Manger, c'est avoir une emprise sur ce qui n'est pas nous-même et se l'assimiler, Or les activités humaines sont-elles autre chose que l'appropriation de notre environnement et leur transformation en vue d'assurer notre existence... Le terme même de "société de consommation" exprime plus une forme de rapport au monde qu'un ensemble d'aliments destinés à être mangés.
Vivre pour manger
Aussi a-t-on vu dans l'alimentation l'image même de la vocation humaine dont le rôle est de ramener le monde extérieur vers soi et par là même de le maîtriser, de l'orienter vers l'Autre. En conservant au mot "nourriture" son sens le plus large, en retirant du terme "besoin", sa définition purement physiologique et négative, on peut, en toute tranquillité revenir au dicton traditionnel : "il faut vivre pour manger", on ne mange pas pour vivre,
En effet, réduite à son sens restrictif, la nourriture comme
besoin, ne peut amener l'individu qu'à la satiété, à
la fermeture sur soi. Il faut qu'elle reste un élément/aliment
dont on n'est jamais rassasié, elle doit être de l'ordre de la
volonté, du besoin bien compris, non du désir.

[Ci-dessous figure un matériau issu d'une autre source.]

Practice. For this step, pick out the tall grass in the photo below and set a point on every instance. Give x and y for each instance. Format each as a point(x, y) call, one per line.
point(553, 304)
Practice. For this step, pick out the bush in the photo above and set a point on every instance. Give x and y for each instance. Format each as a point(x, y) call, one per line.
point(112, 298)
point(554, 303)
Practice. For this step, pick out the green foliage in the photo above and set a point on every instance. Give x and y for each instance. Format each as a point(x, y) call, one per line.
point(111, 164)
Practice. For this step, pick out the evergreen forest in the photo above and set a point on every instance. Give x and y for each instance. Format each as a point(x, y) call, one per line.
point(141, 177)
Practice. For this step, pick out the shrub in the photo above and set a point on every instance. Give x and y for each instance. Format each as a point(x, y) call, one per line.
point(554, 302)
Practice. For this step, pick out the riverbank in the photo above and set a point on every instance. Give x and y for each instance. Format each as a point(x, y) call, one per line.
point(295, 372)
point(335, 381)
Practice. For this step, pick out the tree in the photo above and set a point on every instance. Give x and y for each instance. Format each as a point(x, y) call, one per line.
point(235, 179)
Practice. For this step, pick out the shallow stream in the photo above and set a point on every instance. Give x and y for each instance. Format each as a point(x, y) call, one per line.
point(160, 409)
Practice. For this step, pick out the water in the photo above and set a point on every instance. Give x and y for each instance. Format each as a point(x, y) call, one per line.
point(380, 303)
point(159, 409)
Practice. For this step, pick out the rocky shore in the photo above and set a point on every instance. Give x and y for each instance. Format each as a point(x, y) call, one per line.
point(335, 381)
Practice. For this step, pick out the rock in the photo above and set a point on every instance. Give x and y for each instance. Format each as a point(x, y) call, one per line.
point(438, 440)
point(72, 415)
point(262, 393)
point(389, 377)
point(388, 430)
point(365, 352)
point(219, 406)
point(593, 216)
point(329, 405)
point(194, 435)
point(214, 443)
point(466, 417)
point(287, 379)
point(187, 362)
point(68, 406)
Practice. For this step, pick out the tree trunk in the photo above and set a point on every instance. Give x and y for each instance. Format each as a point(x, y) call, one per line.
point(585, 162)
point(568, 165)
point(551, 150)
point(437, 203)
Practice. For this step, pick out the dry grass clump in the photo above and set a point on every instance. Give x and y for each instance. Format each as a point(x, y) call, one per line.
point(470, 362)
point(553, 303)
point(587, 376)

C'est précisément l'un des comportements dont la Torah se méfie
le plus : "Veillez à ne pas vous révolter
contre le Saint béni soit-Il, car on ne se révolte contre D.
que par satiété" (Guemara Berakhoth p. 32).
Le texte de la Torah dit en effet : "de peur que te ne
manges et que tu ne sois rassasié, que tu construises des maisons et
que tu t'y installes...». Et le texte continue ainsi :
" Ton coeur s'enorgueillira et tu oublieras Hashem ton D. ..." (Devarim
/ Deutéronome chap. 8). De même précisera-t-elle
: "tu mangeras, tu seras rassasié et tu feras
une bénédiction". Toute nourriture doit nécessairement
déboucher sur le transcendant, toute consommation doit rester sur sa
faim, La nourriture doit rester ouverture et support.
D'où l'obligation de ne pas quitter la table rassasié, de ne pas commencer ni terminer un repas sans bénédiction ou sans paroles de Torah. Elle doit rester de l'ordre de ce qui ne peut jamais être satisfait et non de la satiété qui est fermeture et oubli.
La première consommation s'est transmuée en expression du désir, elle n'est pas restée dans le cadre que la loi lui avait assigné. Aussi l'être humain est-il devenu un être de manque, un être ayant besoin de temps. Sorti de l'immédiat qui devait le mener vers l'infini, il a pénétré dans l'univers de la médiation.
Or il y a de l'immédiat dans le récit de la Torah : au Gan Eden pour tous les fruits sauf pour celui qui a été mangé ; devant le Sinaï, lors des premières Tables de l'Alliance ; dans le désert, la manne. Pour nous encore aujourd'hui, le Shabath : ce jour-là. c'est du prêt-à-manger que nous consommons. Avec cette différence que ce " prêt-à-manger" doit être "prêt-paré".